Development of plasma actuators for high-speed flow control based on nanosecond repetitively pulsed dielectric barrier discharges
2019-06-10T16:34:53Z (GMT) by
Over the past few decades, surface dielectric barrier discharge (SDBD) actuators have been studied extensively as aerodynamic flow control devices. There has been extensive research on producing SDBD plasmas through excitation by sinusoidal high voltage in low-speed flows, resulting in local acceleration of the flow through the electrohydrodynamic (EHD) effect. However, high-speed flow control using SDBD actuators has not been considered to the same extent. Control through thermal perturbations appears more promising than using EHD effects. SDBDs driven by nanosecond repetitively pulsed (NRP) discharges (NRP SDBDs) can produce rapid localized heating and have been used to produce better flow reattachment in high-speed flows. While surface actuators based on NRP DBDs appear promising for high-speed flow control, the physics underlying the plasma/flow coupling are not well understood and the actuators have yet to be fully characterized or optimized. In particular, methods for tailoring the plasma characteristics by varying the actuator’s electrical or geometrical characteristics have not been thoroughly explored.

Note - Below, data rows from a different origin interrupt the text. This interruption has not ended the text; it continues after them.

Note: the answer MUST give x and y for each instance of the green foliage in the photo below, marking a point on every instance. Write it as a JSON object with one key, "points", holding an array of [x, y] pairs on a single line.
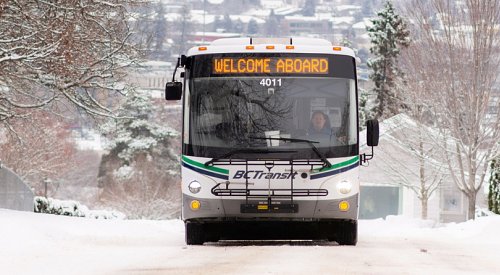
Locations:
{"points": [[388, 34], [252, 27], [309, 8], [494, 188]]}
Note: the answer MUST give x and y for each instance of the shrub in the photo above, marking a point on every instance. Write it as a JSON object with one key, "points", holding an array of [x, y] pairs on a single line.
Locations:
{"points": [[72, 208]]}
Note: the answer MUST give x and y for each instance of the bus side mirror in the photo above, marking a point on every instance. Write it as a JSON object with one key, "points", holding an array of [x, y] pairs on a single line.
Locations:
{"points": [[372, 132], [173, 90]]}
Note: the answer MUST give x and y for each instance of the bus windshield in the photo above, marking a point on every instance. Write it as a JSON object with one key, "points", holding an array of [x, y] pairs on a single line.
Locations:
{"points": [[268, 112]]}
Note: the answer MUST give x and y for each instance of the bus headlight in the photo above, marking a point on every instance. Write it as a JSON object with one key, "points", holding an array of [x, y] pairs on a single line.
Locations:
{"points": [[194, 187], [344, 187]]}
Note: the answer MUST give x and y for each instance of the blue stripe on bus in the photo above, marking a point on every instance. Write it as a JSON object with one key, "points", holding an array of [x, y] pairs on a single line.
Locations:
{"points": [[334, 172], [205, 172]]}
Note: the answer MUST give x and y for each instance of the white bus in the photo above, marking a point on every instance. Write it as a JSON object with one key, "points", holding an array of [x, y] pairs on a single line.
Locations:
{"points": [[270, 143]]}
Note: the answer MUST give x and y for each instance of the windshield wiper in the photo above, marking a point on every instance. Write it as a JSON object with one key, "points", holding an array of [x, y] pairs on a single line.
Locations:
{"points": [[327, 164], [247, 151]]}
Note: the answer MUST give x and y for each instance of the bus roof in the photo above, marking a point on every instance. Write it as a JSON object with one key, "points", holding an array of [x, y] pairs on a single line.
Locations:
{"points": [[270, 45]]}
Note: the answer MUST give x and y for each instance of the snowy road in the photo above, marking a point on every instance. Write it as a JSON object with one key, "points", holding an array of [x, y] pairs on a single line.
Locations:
{"points": [[45, 244]]}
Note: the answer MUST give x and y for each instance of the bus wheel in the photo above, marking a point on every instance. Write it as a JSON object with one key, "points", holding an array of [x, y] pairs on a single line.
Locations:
{"points": [[348, 234], [194, 233]]}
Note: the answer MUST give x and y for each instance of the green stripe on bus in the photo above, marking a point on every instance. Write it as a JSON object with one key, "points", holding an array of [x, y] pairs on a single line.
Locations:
{"points": [[201, 165], [338, 165]]}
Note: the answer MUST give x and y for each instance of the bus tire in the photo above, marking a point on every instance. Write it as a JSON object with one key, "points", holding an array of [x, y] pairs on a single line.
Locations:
{"points": [[348, 234], [194, 233]]}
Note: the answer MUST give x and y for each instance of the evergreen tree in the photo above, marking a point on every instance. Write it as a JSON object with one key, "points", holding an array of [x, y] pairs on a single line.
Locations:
{"points": [[140, 171], [252, 27], [494, 188], [272, 24], [309, 8], [227, 23], [364, 110], [137, 133], [160, 30], [238, 26], [218, 24], [388, 34]]}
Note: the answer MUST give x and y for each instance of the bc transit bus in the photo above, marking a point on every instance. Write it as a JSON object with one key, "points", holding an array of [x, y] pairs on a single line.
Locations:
{"points": [[270, 140]]}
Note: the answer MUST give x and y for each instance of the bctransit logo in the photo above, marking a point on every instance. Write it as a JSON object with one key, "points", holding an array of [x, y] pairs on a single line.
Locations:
{"points": [[242, 174]]}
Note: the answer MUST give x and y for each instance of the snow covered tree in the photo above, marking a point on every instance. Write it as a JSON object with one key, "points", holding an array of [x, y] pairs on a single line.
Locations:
{"points": [[494, 187], [253, 27], [181, 30], [309, 8], [227, 23], [272, 25], [388, 34], [70, 53], [141, 165], [458, 63], [364, 110], [160, 31], [42, 149]]}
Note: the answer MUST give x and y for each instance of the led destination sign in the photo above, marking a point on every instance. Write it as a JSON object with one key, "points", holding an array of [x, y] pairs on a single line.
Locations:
{"points": [[272, 65]]}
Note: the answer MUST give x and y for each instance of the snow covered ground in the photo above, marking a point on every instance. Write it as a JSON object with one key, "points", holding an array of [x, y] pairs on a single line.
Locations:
{"points": [[47, 244]]}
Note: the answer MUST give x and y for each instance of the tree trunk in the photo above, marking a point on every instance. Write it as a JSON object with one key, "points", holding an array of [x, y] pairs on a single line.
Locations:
{"points": [[424, 201], [471, 213]]}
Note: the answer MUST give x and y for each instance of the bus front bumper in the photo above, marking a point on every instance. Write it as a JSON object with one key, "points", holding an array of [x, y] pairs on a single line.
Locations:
{"points": [[345, 209]]}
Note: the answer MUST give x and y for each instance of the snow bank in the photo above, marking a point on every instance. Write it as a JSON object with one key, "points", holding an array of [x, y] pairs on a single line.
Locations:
{"points": [[33, 243]]}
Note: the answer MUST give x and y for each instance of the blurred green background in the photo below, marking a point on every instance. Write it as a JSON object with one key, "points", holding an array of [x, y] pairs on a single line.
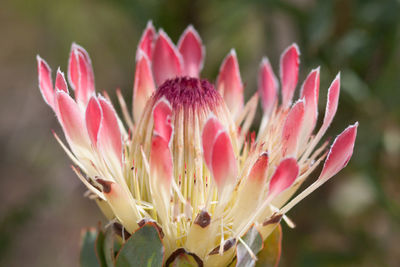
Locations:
{"points": [[353, 220]]}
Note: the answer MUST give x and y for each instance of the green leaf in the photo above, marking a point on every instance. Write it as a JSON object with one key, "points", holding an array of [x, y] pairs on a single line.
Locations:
{"points": [[271, 253], [254, 242], [88, 256], [182, 258], [143, 248]]}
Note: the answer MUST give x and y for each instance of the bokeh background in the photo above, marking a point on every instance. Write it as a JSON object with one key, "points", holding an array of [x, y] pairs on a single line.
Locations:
{"points": [[353, 220]]}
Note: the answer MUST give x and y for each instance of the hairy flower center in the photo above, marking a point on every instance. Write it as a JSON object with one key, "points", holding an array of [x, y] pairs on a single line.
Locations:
{"points": [[189, 92]]}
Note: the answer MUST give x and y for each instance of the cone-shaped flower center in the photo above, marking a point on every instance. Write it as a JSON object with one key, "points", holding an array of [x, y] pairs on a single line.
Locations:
{"points": [[177, 112], [189, 92]]}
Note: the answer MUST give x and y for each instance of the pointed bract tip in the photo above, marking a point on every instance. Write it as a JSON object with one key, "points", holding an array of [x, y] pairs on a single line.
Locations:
{"points": [[339, 153]]}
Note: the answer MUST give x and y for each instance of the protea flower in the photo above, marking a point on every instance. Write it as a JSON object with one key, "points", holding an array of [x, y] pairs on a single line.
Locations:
{"points": [[185, 158]]}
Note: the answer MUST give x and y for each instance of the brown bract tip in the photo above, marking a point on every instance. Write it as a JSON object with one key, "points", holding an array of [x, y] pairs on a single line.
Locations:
{"points": [[105, 184], [227, 245], [203, 219], [275, 218]]}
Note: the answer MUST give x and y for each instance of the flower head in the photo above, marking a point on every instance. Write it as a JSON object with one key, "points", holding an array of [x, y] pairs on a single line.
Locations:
{"points": [[185, 158]]}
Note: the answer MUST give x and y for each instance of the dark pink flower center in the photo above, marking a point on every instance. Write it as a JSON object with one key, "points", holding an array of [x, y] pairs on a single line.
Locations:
{"points": [[189, 92]]}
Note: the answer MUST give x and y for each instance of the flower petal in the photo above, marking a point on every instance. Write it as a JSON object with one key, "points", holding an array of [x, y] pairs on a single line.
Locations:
{"points": [[162, 113], [332, 103], [80, 74], [161, 167], [109, 139], [192, 50], [229, 83], [93, 119], [71, 119], [267, 86], [258, 172], [310, 92], [146, 42], [167, 61], [223, 162], [121, 204], [289, 71], [45, 81], [291, 129], [283, 177], [61, 83], [144, 85], [210, 131], [340, 153]]}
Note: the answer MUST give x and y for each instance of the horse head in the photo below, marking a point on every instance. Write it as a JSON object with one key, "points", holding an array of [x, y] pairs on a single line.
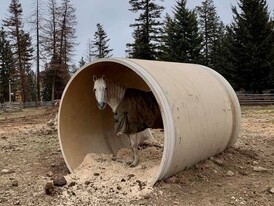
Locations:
{"points": [[100, 91]]}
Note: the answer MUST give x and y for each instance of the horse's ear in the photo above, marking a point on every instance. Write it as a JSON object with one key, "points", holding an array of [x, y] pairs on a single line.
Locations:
{"points": [[94, 78]]}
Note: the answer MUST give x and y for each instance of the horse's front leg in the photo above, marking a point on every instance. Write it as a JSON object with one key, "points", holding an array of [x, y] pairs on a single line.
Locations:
{"points": [[134, 148]]}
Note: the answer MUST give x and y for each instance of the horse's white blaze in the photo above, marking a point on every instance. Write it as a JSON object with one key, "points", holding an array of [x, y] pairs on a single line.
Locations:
{"points": [[100, 92]]}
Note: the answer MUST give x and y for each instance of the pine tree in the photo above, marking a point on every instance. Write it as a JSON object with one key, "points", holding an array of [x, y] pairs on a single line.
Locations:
{"points": [[147, 29], [210, 26], [182, 40], [6, 66], [58, 42], [100, 46], [36, 23], [251, 45], [19, 46]]}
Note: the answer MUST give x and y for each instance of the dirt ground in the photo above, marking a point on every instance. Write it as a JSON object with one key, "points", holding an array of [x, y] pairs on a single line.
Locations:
{"points": [[30, 157]]}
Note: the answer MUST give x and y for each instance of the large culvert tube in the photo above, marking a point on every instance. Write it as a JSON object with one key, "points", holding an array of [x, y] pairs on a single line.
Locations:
{"points": [[199, 108]]}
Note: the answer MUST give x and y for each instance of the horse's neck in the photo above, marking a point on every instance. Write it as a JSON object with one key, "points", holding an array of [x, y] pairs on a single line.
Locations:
{"points": [[115, 94]]}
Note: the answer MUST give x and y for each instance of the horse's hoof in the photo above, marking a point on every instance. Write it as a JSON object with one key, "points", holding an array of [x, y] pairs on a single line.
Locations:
{"points": [[133, 164]]}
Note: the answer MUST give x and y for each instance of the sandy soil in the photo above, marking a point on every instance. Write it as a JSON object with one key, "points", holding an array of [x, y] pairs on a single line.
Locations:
{"points": [[31, 159]]}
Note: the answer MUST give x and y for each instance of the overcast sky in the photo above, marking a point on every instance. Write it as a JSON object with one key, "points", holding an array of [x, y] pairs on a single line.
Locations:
{"points": [[115, 18]]}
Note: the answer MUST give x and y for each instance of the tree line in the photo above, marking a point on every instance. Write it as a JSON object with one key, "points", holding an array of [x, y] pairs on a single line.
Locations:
{"points": [[242, 51]]}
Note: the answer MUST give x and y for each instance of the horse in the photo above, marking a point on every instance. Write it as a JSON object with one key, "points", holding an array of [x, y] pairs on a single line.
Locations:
{"points": [[135, 111]]}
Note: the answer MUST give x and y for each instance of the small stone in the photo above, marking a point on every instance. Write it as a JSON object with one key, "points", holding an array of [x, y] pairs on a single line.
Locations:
{"points": [[271, 190], [114, 158], [2, 200], [49, 188], [130, 176], [14, 183], [255, 163], [50, 174], [218, 162], [171, 180], [7, 171], [4, 137], [50, 122], [87, 182], [230, 173], [59, 181], [147, 196], [17, 202], [259, 169]]}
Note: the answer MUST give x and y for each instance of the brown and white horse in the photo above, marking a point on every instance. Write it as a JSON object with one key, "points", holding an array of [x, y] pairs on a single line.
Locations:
{"points": [[134, 111]]}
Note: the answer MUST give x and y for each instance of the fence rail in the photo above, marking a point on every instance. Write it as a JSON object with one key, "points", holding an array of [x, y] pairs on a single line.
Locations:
{"points": [[17, 106], [256, 99]]}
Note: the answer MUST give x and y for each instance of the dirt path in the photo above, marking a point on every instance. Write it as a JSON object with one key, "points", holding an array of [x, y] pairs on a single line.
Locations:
{"points": [[30, 157]]}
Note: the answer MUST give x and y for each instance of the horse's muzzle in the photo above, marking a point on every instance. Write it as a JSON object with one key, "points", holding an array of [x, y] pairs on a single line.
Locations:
{"points": [[101, 105]]}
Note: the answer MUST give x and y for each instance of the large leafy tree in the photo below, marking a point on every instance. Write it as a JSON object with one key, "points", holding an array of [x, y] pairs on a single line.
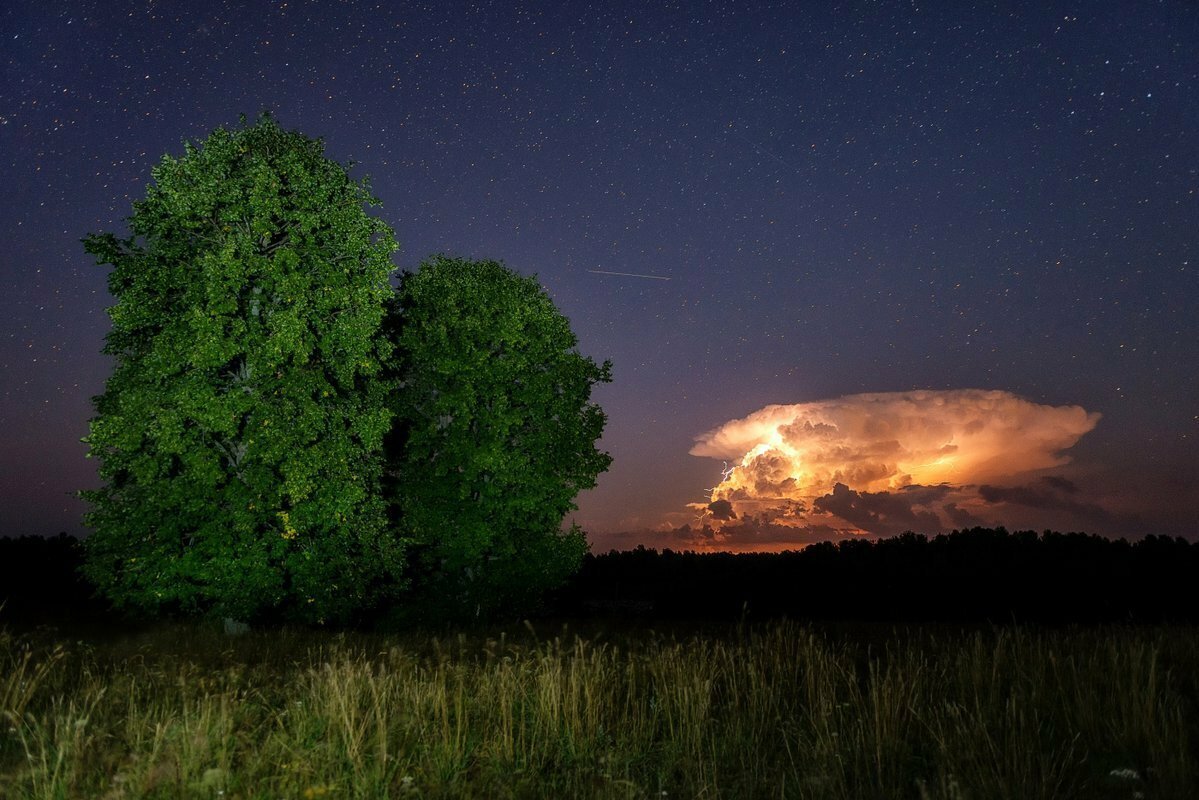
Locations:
{"points": [[494, 434], [240, 433]]}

In the current work, NRP SDBD actuators for control of high-speed flows are developed and characterized. As discussed previously, it is believed that the mechanism for high-speed flow control by these plasmas is thermal perturbations from rapid localized heating. Therefore, the goal is to design actuators that produce well-defined filamentary discharges which provide controlled local heating. The electrical parameters (pulse duration, PRF, and polarity) and electrode geometries are varied and the optimal configurations for producing such plasma filaments over a range of ambient pressures are identified. In particular, single and double sawtooth shaped electrodes are investigated since the enhanced electric field at the electrode tips may permit easier production of “strong” (i.e. higher temperature) filaments with well-defined spacing, even at low pressure. Time-resolved measurements of the gas temperature in the plasma will be obtained using optical emission spectroscopy (OES) to assess the thermal perturbations produced by the actuators. To the author’s knowledge, these will be the first such measurements of temperature perturbations induced by NRP SDBDs. The plasma structure and temperature measurements will be correlated with schlieren visualization of the shock waves and localized flow field induced by the discharges. Finally, the optimized actuators will be integrated into a high-speed flat plate boundary layer and preliminary assessment of the effect of the plasma on the boundary layer will be conducted.